The secondary cargo from the recent Falcon 9 remained undisclosed until US military published orbital data from the launch, where the second object suddenly appeared. A company, related to the launch, claims the cargo is for a R&D mission.
The celebratory 50th launch of SpaceX's Falcon 9 rocket was supposed to be a regular satellite delivery for Hispasat, a Spanish-language communications operator. However, the orbital data, published by the US military shows that a secondary payload, named PODSat, separated from the Hispasat 30W-6 satellite, when the latter reached orbit. The niche web portal Spaceflightnow.com reports officials from Space Systems/Loral (SSL) and NovaWurks, two companies involved in the launch, have confirmed the existence of the secret secondary satellite.

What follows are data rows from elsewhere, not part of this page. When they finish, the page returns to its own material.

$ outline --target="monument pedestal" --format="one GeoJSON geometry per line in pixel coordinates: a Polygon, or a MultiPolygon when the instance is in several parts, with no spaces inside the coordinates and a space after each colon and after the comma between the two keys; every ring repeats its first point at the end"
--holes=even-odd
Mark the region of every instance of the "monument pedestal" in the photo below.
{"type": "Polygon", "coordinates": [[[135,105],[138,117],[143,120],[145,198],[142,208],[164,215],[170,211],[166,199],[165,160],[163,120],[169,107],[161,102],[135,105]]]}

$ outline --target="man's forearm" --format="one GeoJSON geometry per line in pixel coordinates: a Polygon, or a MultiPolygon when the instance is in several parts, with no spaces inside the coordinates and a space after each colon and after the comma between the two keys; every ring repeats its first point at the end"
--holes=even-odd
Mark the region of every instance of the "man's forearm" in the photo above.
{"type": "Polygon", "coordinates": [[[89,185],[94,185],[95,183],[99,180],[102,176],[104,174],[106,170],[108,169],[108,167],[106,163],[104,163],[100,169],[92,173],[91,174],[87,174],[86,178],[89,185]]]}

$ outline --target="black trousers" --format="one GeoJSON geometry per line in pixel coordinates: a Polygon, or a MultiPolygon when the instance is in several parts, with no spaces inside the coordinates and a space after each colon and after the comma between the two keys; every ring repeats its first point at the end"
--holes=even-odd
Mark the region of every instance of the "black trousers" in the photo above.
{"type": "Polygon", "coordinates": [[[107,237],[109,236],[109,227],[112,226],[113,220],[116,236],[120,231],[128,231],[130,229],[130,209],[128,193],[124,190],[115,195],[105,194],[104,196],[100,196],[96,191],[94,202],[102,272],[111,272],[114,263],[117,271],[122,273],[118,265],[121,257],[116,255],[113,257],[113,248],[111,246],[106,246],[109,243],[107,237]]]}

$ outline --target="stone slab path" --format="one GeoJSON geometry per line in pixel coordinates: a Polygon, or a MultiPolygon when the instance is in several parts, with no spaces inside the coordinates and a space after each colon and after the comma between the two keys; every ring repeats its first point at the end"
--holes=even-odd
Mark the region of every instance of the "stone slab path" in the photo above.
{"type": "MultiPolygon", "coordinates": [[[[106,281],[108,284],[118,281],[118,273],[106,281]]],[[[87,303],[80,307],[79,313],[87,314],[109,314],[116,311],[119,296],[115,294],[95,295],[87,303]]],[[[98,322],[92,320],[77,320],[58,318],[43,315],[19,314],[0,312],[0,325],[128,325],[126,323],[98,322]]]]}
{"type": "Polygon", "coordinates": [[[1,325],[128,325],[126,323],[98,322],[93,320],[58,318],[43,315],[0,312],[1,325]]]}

According to Wendy Lewis, a spokesperson for SSL, such "rideshare commitments" are increasingly becoming more common, as they help greatly reduce satellite deployment costs. She noted that a new innovative secondary cargo release system was tested during this launch.
Lewis added that secondary payload has an "R&D [Research and Development] mission," but refused to give any more details on the matter. James Greer, chief operating officer at NovaWurks, also refused to elaborate on the secondary satellite's mission, noting that he couldn't do it as it was a "DARPA [US Defense Advanced Research Projects Agency] project."
NovaWurks, using the DARPA funding, developed a Hyper-Integrated Satlet, or HISat, architecture, which can be used to reduce satellite construction and deployment costs. SSL in its turn developed a Payload Orbital Delivery System, or PODS, a mechanism installed inside the Hispasat 30W-6 that was used to release the secondary satellite, once primary payload reached its orbit.